Cross Validation


In [34]:
# import
from sklearn.datasets import load_iris
from sklearn.model_selection import cross_val_score, KFold, train_test_split, cross_val_predict, LeaveOneOut, LeavePOut
from sklearn.model_selection import ShuffleSplit, StratifiedKFold, StratifiedShuffleSplit, GroupKFold, LeaveOneGroupOut
from sklearn.model_selection import LeavePGroupsOut, GroupShuffleSplit, TimeSeriesSplit
from sklearn.metrics import accuracy_score
from sklearn.svm import SVC

from scipy.stats import sem
import numpy as np
import matplotlib.pyplot as plt

%matplotlib inline

In [2]:
iris = load_iris()

X, y = iris.data, iris.target

In [3]:
# splotting the data into train and test
X_train, X_test, y_train, y_test = train_test_split(X, y, test_size=0.25, random_state=27)
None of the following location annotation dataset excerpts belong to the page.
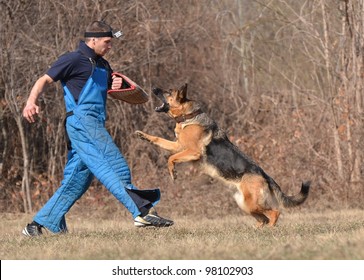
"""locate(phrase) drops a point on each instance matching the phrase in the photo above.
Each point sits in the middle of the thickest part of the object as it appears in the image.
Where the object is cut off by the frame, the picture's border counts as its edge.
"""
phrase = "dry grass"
(328, 235)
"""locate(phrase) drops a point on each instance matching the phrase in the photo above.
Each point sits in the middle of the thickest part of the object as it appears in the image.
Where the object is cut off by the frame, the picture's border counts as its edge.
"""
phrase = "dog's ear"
(182, 93)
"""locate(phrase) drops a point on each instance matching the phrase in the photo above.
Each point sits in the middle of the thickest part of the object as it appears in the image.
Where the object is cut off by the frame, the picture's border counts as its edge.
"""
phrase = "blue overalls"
(92, 153)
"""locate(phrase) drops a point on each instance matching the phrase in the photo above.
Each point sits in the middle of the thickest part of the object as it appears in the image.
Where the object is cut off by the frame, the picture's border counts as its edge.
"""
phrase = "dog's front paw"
(141, 135)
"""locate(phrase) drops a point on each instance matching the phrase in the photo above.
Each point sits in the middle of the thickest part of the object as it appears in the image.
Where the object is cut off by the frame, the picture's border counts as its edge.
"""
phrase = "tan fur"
(256, 195)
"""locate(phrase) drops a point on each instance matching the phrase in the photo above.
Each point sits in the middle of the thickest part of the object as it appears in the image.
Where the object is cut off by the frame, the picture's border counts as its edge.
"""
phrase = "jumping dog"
(198, 138)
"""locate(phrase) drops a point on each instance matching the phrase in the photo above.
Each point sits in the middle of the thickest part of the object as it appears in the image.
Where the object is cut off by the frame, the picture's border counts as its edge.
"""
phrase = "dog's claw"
(141, 135)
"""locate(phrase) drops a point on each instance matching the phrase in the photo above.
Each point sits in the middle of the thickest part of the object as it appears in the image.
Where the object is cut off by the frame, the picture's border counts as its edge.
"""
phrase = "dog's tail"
(290, 201)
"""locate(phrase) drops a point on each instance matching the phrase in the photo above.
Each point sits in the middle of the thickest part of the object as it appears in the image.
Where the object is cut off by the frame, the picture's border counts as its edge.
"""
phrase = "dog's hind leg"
(273, 216)
(261, 219)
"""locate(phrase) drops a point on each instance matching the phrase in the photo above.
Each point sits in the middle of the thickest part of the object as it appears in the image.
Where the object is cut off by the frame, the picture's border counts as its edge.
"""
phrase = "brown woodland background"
(283, 77)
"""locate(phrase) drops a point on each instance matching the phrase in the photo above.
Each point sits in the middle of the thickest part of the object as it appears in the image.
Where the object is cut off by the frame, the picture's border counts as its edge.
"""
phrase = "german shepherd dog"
(198, 138)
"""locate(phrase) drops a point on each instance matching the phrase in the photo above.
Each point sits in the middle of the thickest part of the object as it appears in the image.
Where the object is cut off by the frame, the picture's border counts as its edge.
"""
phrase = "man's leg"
(77, 179)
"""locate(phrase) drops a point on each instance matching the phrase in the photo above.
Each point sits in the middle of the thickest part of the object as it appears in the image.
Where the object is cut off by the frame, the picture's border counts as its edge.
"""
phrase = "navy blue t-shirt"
(74, 68)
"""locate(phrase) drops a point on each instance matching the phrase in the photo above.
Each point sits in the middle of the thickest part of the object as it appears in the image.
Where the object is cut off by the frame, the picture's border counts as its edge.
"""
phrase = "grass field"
(336, 235)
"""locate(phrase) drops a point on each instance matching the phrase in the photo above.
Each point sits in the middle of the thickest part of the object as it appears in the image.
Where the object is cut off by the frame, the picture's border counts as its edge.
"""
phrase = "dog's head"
(173, 99)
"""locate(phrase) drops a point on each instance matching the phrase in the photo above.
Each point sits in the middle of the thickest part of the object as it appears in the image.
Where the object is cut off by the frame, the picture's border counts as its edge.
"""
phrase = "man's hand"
(30, 110)
(116, 82)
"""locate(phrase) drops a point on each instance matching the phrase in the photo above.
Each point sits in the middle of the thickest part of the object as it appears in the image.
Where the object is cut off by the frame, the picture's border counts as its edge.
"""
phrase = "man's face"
(101, 45)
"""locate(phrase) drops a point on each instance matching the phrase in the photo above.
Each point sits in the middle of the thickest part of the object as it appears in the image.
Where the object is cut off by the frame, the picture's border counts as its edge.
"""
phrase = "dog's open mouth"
(165, 106)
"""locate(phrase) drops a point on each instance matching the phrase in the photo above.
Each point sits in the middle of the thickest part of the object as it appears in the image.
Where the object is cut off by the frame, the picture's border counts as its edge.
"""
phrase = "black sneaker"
(152, 219)
(33, 229)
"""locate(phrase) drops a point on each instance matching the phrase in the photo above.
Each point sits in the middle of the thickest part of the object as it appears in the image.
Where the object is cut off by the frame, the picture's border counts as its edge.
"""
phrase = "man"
(86, 76)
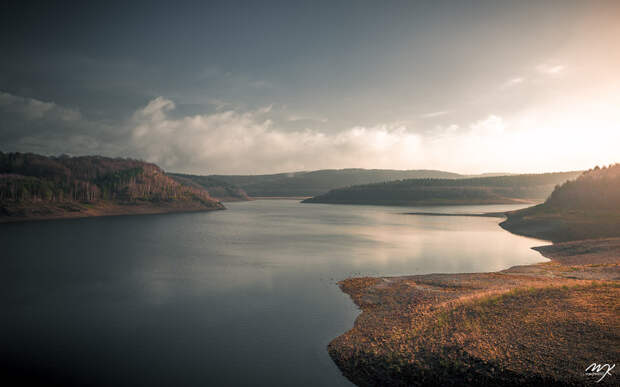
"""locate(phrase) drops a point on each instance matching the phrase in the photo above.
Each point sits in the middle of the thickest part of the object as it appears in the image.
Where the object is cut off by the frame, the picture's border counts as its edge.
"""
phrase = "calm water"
(239, 297)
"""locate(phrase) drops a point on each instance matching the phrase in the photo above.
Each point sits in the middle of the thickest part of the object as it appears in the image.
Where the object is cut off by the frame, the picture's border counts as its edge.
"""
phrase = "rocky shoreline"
(542, 323)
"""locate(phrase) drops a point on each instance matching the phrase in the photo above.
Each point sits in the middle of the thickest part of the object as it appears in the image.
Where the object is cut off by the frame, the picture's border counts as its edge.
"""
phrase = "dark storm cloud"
(269, 86)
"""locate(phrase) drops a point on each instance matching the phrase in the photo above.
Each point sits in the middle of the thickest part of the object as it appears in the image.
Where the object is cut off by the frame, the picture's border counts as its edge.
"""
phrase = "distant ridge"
(482, 190)
(318, 182)
(584, 208)
(39, 187)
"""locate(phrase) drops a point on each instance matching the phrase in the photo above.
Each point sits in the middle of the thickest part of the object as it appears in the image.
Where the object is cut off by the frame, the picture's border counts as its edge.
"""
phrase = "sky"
(260, 87)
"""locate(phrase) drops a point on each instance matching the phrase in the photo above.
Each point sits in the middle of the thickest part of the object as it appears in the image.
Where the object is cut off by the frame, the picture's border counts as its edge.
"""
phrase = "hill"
(482, 190)
(218, 189)
(321, 181)
(39, 187)
(587, 207)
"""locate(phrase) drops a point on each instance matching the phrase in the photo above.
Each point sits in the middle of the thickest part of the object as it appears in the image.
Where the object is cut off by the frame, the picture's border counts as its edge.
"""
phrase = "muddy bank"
(542, 323)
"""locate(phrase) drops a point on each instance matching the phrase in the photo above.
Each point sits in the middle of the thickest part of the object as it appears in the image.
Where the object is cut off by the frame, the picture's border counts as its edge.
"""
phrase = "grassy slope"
(528, 325)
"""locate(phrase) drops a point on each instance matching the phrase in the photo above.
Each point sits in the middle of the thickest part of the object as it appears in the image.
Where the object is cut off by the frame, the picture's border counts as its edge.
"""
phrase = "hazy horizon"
(482, 87)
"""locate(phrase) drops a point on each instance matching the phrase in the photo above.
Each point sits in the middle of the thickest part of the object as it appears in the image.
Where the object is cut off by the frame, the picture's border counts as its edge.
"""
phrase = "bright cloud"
(550, 69)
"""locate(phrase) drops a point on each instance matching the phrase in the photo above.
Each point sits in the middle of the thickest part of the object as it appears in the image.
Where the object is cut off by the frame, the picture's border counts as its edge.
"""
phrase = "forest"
(481, 190)
(31, 178)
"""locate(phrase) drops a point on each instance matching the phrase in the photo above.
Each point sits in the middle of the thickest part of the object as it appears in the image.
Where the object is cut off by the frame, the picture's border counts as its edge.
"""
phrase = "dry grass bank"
(533, 324)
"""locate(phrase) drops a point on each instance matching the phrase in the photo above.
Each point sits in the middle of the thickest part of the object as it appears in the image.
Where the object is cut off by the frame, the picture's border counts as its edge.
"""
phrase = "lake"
(241, 297)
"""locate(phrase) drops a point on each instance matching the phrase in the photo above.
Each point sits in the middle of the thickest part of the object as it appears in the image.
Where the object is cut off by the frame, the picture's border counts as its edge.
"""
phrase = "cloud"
(513, 82)
(550, 69)
(32, 125)
(33, 109)
(569, 134)
(233, 142)
(435, 114)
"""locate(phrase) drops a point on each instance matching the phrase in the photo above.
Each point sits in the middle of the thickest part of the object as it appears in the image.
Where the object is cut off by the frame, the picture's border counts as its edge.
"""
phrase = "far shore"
(526, 325)
(75, 211)
(280, 197)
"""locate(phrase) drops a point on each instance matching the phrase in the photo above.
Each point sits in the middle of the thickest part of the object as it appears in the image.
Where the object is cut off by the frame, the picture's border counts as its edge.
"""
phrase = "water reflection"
(239, 297)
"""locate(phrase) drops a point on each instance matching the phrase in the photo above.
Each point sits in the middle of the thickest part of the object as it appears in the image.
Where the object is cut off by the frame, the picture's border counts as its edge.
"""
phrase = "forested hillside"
(484, 190)
(587, 207)
(319, 182)
(218, 189)
(35, 185)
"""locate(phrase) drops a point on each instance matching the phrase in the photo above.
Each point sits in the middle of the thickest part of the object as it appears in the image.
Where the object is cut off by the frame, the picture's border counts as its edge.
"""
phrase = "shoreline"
(110, 209)
(492, 328)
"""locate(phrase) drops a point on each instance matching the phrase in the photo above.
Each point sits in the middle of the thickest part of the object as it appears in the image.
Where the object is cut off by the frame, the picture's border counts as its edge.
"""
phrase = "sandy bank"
(526, 325)
(71, 210)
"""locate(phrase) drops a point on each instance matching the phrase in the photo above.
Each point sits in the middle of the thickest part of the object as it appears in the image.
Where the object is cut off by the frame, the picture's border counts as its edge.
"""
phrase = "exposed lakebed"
(246, 296)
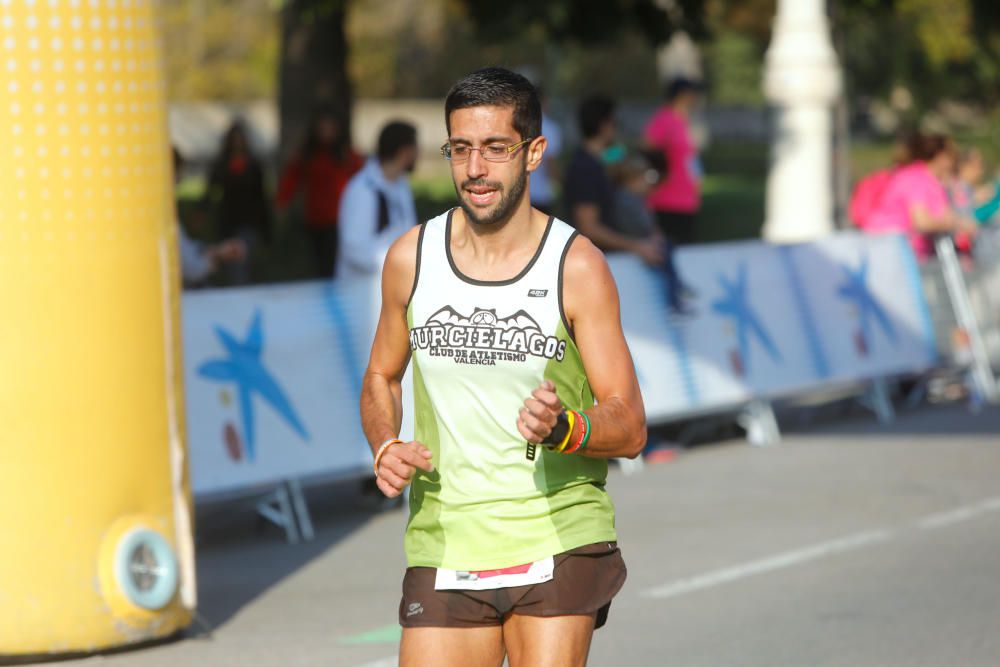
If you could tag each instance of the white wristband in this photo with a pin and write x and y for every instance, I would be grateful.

print(X_train.shape, X_test.shape, X_train.shape[0])


(112, 4) (38, 4) 112
cross_val_score uses the KFold or StratifiedKFold strategies by default    

In [38]:
# define cross_val func

def xVal_score(clf, X, y, K):
    
    # creating K using KFold
    cv = KFold(n_splits=2)
    
    # Can use suffle as well
    # cv = ShuffleSplit(n_splits=3, test_size=0.3, random_state=0)
    
    # doing cross validation
    scores = cross_val_score(clf, X, y, cv=cv)
    print(scores)
    print("Accuracy Mean : %0.3f" %np.mean(scores))
    print("Std : ", np.std(scores))
    print("Standard Err : +/- {0:0.6f} ".format(sem(scores)))

In [39]:
svc1 = SVC()
xVal_score(svc1, X_train, y_train, 10)


[ 0.98214286  0.94642857]
Accuracy Mean : 0.964
Std :  0.0178571428571
Standard Err : +/- 0.017857 

In [8]:
# define cross_val predict
# The function cross_val_predict has a similar interface to cross_val_score, but returns, 
# for each element in the input, the prediction that was obtained for that element when it 
# was in the test set. Only cross-validation strategies that assign all elements to a test 
# set exactly once can be used (otherwise, an exception is raised).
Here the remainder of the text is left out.